Ham radio operator here: basically neither will happen because both don't really mean anything.

This is an imperfect analogy, but I think it will set you thinking in the right direction: If someone is blinking a flashlight at you, and you're sitting right next to another person, do both of you see the flashlight at 100% brightness, or do your eyes wrestle for the same light waves?

What does "pick up the signal at 100%" mean? Let's say me and my buddy are talking on our car radios, no repeaters just point-to-point. If we start off in the same parking lot, we can easily hear each other. If we start driving in opposite directions, we'll still hear each other just fine, until one of two things happens: We go on either side of a hill or far enough to be beyond the horizon, and then abruptly stop hearing each other, or the signal will fade in intensity until the background noise is louder.

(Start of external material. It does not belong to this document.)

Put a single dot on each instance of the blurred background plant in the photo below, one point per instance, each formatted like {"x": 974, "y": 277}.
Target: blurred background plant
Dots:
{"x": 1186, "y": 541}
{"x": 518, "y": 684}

If we get to that point where the signal is weak but still receivable, increasing output power of the transmitter, or switching to a directional antenna might help. People tend to think antenna gain is some magic that makes the radio louder, but it's not. A high gain antenna does the same thing that cupping your hand behind your ear or around your mouth does; it puts more of the energy that would have gone in different directions in the direction you need.

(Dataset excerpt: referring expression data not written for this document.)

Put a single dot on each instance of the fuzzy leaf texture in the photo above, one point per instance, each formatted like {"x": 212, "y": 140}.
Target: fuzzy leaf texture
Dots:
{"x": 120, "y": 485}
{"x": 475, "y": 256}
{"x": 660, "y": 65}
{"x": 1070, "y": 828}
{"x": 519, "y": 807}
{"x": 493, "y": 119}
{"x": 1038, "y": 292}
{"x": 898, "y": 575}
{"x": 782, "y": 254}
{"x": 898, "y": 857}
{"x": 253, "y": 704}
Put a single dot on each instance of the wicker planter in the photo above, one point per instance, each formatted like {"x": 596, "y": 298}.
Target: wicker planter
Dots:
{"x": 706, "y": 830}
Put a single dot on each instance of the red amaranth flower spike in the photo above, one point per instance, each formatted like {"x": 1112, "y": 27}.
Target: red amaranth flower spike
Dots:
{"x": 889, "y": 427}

Without getting too far into antenna theory, I will say that yes having two antennas near each other can cause them to interfere with each other. "Wrestle for the same radio waves" isn't the way I would describe it. Antennas resonate with radio waves, it's like a tuning fork, if you play the note the tuning fork is tuned to, the tuning fork will start to vibrate and emit its own sound. If two antennas are quite close together, this can cause destructive interference. You can use the same principle to construct a high gain antenna; look up how yagi antennas work for more details.

Theharpyeagle ,

If you don't mind a followup question, what's happening when a signal clears up if you touch or just hover near an antenna?

captain_aggravated ,
@captain_aggravated@sh.itjust.works avatar

possibly several things but my first thought is your body is acting like a capacitor to ground. I'm guessing you've noticed this on an FM radio or rabbit ears on a TV that probably weren't grounded well.

piecat ,

That can be for a few reasons...

In some cases you're tuning (or detuning) the antenna capacitively.

On other cases, like if your tv gets interference when you're standing in part the room, there may be standing waves causing interference, as the rf is bouncing around your room.

Croquette ,

To further your point, theorically, there is a voltage potential between any two objects. That's the capacitance. Better conductor, for the same surface area, create a bigger potential.

So when you tune/detune a signal with your presence near the antenna, it is because you are close enough to the antenna that the potential between you and the antenna affects the filter of the signal.

piecat ,

Sorry, your comment doesn't make sense and doesn't seem correct to me.

Yes there is a capacitance, but capacitance isn't "voltage potential". Capacitance is a ratio of coulombs per volt. Anyway, that's beside the point.

There is capacitance and it's defined by geometry.

"The potential between you and the antenna affects the filter of the signal"

You're not adding potential to anything, nor are you affecting any filters.

Any capacitance you add will change the impedance of the resonant antenna. You get maximum power transfer when the impedance is matched.

Another way to look at it, you're changing the resonant frequency.

Croquette ,

How do you think you are changing the resonant frequency? By modifying it's capacitive impedence, i.e. creating a capacitor with yourself and the antenna.

And you know what we call the difference of electric potential between two points? Voltage.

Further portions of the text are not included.